Example: Sampling methods skew political polls. The recent influx of wrong predictions made by political pollsters is a good example of questionable information that was poorly communicated. Most polls predicted Conservatives and Labour in a dead heat for the 2015 UK general election; the results were a strong Conservative win. Most polls predicted approval for the Colombian peace deal with FARC rebels; it was defeated. Most polls said that UK voters would vote against the UK leaving the European Union; the results were for Brexit — leave. A study by the Market Research Society and British Polling Council found that, for the 2015 UK election, “the polling miss was caused by unrepresentative samples.” Issues with sampling and their detrimental effects on analysis results were not well communicated running up to the election.
Example: Analytical models overinterpret poll data. In many US states, the votes for Clinton vs Trump were within the margin of error, yet some pollsters reported that their models predicted the result with high confidence. The high variance of the underlying data was not reflected in the reported confidence levels.

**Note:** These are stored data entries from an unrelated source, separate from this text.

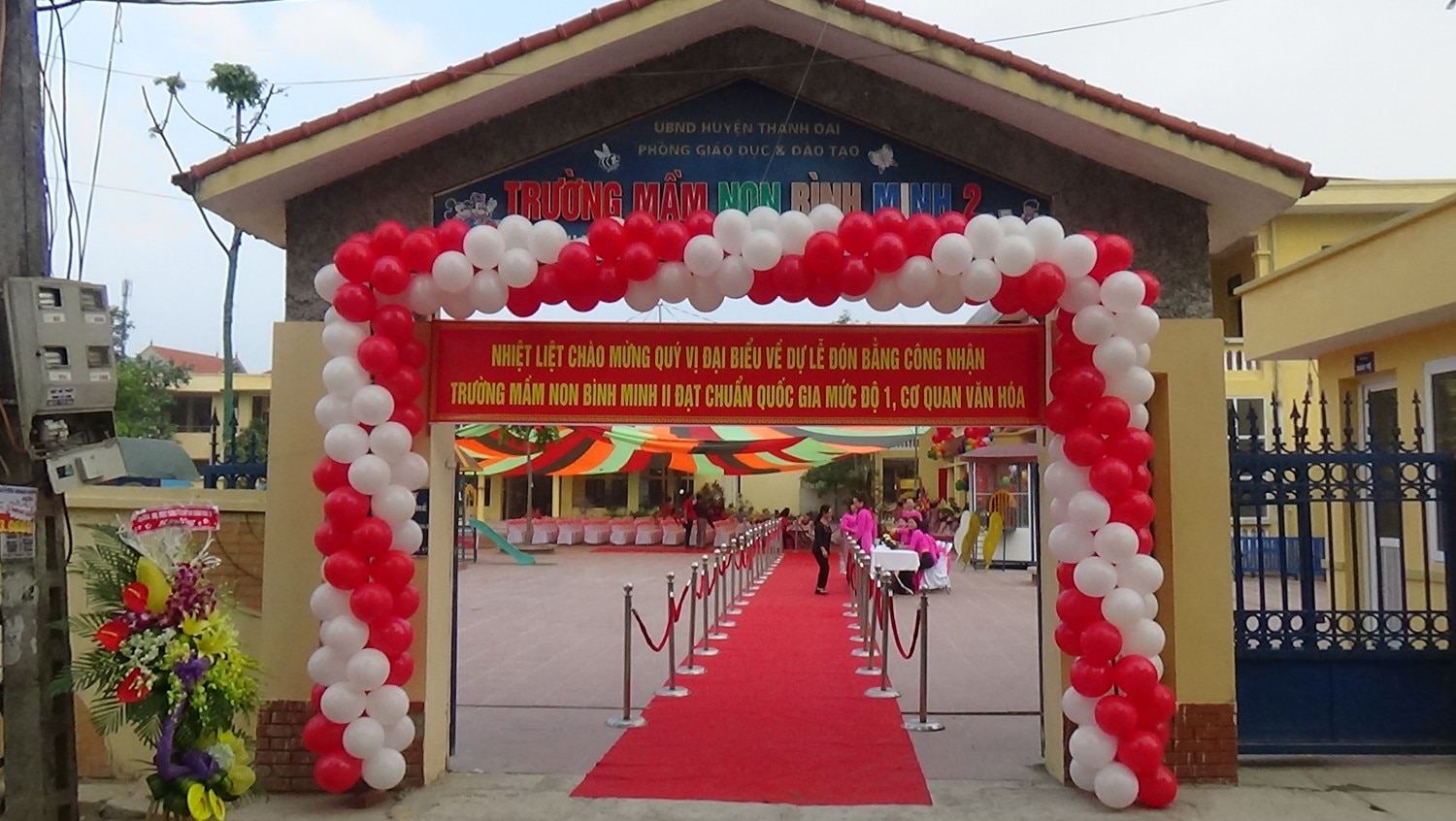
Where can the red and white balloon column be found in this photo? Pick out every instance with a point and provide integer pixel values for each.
(1100, 386)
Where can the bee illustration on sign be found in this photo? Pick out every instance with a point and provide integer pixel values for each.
(608, 159)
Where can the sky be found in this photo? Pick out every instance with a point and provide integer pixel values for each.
(1357, 87)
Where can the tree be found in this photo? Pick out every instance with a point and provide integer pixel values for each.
(248, 98)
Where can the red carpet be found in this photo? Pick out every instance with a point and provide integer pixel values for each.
(778, 718)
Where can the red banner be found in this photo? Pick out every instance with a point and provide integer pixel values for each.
(705, 375)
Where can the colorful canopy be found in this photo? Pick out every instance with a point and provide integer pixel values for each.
(715, 450)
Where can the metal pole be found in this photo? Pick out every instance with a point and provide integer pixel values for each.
(625, 721)
(925, 724)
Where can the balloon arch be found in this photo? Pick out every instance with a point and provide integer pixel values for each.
(1098, 472)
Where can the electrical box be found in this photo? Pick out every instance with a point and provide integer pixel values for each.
(64, 363)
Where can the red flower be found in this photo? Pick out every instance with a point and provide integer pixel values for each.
(113, 634)
(134, 596)
(133, 689)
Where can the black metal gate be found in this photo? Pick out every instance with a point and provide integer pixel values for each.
(1342, 600)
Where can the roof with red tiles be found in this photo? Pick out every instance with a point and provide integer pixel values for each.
(1266, 156)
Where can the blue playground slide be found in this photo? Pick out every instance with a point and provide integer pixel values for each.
(500, 542)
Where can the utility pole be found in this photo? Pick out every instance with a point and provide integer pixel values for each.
(40, 728)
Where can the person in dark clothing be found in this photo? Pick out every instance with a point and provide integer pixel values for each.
(821, 538)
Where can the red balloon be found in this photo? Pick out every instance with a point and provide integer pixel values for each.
(411, 416)
(1115, 715)
(638, 262)
(641, 227)
(378, 354)
(346, 570)
(354, 302)
(856, 277)
(337, 772)
(1089, 677)
(887, 252)
(608, 238)
(920, 233)
(856, 232)
(450, 235)
(393, 322)
(346, 507)
(1083, 447)
(393, 570)
(1109, 415)
(1101, 640)
(1135, 675)
(355, 261)
(329, 475)
(401, 669)
(389, 236)
(1158, 788)
(322, 736)
(390, 637)
(419, 249)
(372, 602)
(1109, 476)
(1042, 287)
(407, 600)
(577, 264)
(389, 276)
(669, 241)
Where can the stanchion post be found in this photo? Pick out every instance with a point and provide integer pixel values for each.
(925, 724)
(625, 721)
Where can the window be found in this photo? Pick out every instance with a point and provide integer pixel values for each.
(192, 413)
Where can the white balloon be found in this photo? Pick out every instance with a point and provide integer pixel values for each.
(1094, 325)
(1123, 608)
(734, 277)
(369, 474)
(515, 230)
(383, 771)
(393, 504)
(488, 291)
(453, 273)
(731, 227)
(951, 253)
(984, 233)
(704, 255)
(1115, 542)
(1076, 256)
(1115, 786)
(346, 443)
(826, 217)
(1092, 747)
(328, 602)
(518, 268)
(410, 471)
(1095, 576)
(762, 250)
(980, 281)
(547, 238)
(1015, 255)
(1069, 542)
(363, 737)
(1089, 509)
(794, 229)
(387, 704)
(373, 405)
(483, 246)
(343, 704)
(1045, 236)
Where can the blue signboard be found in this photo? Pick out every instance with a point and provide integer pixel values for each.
(740, 148)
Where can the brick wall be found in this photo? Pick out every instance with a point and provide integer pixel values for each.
(282, 763)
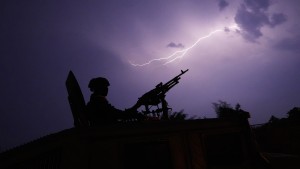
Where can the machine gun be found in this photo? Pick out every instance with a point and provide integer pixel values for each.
(157, 96)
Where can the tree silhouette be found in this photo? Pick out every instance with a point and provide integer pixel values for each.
(225, 110)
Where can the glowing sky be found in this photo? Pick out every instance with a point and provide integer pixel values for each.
(256, 63)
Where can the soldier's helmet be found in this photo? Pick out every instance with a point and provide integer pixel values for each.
(98, 83)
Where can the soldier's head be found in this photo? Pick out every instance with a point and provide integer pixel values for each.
(99, 85)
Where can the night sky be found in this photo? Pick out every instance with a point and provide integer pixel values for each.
(238, 51)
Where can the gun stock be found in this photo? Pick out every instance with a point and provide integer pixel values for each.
(157, 96)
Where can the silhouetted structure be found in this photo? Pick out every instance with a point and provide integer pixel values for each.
(194, 144)
(187, 144)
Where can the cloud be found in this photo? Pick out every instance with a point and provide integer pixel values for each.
(174, 45)
(226, 29)
(252, 15)
(277, 19)
(223, 4)
(289, 44)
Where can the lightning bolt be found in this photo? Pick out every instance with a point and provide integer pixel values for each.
(181, 53)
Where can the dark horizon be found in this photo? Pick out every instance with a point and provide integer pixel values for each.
(244, 52)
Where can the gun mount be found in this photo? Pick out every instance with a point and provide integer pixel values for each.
(157, 96)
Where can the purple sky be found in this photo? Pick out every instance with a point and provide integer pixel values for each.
(238, 51)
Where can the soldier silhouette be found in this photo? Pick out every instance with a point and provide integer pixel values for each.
(100, 111)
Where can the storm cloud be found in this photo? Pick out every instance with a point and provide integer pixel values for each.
(174, 45)
(252, 15)
(222, 4)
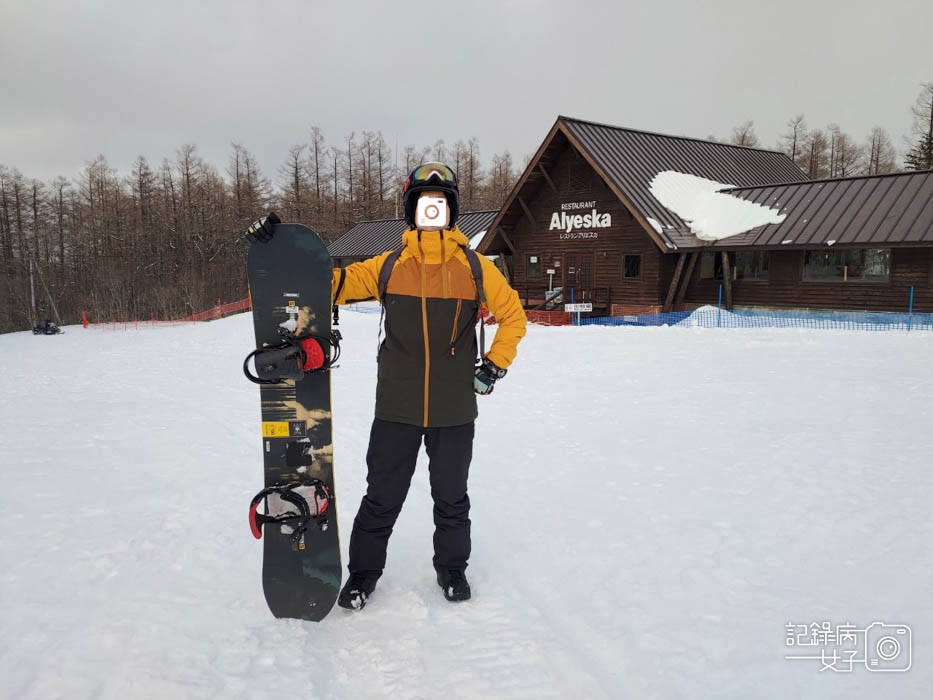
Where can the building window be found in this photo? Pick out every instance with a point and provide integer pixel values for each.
(631, 266)
(857, 265)
(533, 265)
(751, 265)
(710, 266)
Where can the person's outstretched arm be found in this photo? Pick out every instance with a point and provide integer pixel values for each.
(505, 305)
(361, 282)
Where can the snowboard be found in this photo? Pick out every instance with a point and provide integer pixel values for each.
(290, 292)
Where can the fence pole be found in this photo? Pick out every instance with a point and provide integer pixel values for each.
(719, 308)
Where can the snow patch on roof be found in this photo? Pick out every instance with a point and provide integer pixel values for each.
(711, 214)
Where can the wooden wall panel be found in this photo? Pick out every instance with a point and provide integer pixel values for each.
(577, 182)
(786, 288)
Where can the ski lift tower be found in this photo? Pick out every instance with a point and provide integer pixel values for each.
(34, 265)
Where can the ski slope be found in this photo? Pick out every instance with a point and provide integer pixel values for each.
(651, 507)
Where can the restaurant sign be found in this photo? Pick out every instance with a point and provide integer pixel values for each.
(569, 223)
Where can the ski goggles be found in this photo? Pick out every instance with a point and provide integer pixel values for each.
(424, 174)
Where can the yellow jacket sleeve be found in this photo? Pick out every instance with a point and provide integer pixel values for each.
(505, 305)
(362, 280)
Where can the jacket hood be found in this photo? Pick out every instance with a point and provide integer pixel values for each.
(431, 243)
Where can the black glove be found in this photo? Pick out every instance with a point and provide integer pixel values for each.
(263, 230)
(485, 377)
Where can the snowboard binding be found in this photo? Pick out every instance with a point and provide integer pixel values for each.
(309, 508)
(294, 357)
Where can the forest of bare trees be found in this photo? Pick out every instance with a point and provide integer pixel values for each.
(165, 240)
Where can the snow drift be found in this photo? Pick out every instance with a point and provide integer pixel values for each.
(711, 214)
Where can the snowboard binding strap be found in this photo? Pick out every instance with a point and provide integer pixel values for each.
(294, 357)
(301, 518)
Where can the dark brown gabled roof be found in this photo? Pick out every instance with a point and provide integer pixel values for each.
(370, 238)
(629, 159)
(875, 210)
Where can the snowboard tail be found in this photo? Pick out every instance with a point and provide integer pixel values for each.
(290, 292)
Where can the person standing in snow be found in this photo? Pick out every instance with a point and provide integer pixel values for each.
(428, 378)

Communicate. In the analytics data set, it’s critical to communicate how well the sampled data reflects reality, i.e., provide a grounded confidence reading on the output. This will help the business better calibrate decisions.
Embrace the margin of error. If findings are within the margin of error, then they are within the margin of error. No mathematical model is going to make the data cleaner or more reliable. It is critical to communicate levels of confidence in the data and model to the business team before they make decisions.

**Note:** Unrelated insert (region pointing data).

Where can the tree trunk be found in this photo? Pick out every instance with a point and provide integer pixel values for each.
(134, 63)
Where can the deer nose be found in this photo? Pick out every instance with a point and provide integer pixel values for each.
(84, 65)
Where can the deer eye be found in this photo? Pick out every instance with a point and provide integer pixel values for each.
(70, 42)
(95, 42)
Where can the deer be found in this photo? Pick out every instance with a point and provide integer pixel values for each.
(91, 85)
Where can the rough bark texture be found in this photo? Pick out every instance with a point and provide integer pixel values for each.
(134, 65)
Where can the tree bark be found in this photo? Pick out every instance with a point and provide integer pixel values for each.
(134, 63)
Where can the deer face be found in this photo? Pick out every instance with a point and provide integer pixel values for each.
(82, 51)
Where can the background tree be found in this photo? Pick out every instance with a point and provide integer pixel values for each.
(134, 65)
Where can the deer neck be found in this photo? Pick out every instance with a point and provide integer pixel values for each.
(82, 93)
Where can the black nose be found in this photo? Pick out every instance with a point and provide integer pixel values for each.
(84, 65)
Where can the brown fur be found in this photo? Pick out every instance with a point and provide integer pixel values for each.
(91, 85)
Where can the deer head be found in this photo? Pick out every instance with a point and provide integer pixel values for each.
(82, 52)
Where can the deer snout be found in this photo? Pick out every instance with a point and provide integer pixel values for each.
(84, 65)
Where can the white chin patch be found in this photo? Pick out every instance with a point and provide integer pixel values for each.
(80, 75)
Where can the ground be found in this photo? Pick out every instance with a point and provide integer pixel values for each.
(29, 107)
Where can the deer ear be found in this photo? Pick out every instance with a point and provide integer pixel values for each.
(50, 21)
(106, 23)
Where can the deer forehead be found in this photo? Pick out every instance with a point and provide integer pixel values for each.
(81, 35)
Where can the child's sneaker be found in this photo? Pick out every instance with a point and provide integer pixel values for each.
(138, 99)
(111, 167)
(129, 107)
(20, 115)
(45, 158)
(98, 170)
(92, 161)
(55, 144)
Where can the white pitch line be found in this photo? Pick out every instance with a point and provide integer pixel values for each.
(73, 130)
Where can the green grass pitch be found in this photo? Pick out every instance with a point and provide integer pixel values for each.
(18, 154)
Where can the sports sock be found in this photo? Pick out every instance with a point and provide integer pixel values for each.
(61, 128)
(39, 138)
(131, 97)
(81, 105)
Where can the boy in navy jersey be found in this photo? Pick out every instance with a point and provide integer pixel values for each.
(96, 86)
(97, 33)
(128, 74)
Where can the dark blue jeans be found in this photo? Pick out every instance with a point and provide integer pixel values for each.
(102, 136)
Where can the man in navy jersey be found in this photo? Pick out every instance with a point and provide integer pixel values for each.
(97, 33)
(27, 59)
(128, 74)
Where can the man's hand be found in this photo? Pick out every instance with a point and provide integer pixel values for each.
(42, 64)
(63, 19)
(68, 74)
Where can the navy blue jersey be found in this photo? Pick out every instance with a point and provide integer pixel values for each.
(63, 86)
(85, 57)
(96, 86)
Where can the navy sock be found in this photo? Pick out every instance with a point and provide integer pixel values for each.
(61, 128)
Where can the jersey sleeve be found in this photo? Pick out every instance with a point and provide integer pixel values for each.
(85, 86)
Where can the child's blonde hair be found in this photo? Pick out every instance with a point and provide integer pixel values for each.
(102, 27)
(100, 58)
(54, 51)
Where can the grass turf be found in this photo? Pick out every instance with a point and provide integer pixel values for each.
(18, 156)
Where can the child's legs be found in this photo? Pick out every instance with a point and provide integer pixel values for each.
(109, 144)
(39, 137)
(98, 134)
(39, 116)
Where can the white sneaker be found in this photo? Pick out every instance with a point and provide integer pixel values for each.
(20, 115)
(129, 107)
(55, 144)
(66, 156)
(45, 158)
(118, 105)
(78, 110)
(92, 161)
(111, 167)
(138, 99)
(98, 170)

Be skeptical. Machine-learning tools should pull findings out of the data — not create them out of thin air. Be cautious if there are dramatically different results with repeated sampling, or when splitting a sample and comparing results of the subsamples.
4. Does answering the question help the company?
If you’ve taken the previous steps, you have good data, you’ve got a great model that fits the data, and the information answers, with confidence, the question that you asked. So what could go wrong? Sometimes, big data analytics may not address the business need. Even worse, they may hurt the company more than they help.
Example: Premature pregnancy predictions. A retailer applied big data analytics to customer data for the prediction of pregnancy. The idea was to send targeted ads to expectant parents in order to build brand loyalty early. As it turned out, the model was better at predicting pregnancy than were immediate family members, which resulted in some bewildered would-be grandparents and negative press because of privacy concerns.
Example: Racial profiling for ads. A social media company enabled advertisers to use ethnicity as a filter for ad displays. If the advertisers were selling homes or recruiting employees, then the filtering was actually illegal in the US. Several news outlets reported negatively on this story.
Keep privacy concerns top of mind. Privacy continues to impact consumer acceptance of big data analytics and the Internet of Things. Regulatory bodies are particularly concerned about privacy issues, with laws varying by geography.
Consult customers. Consulting with customers can help with issues of data value and privacy in big data analytics. For example, feedback from focus groups could help guide the usage of data that may be considered private.
So, as you continue to solve big challenges with big data, don’t forget to ask the right questions and build the right methods. Though big data analytics are often taken as gospel, the truth is, humans still need to lead the way.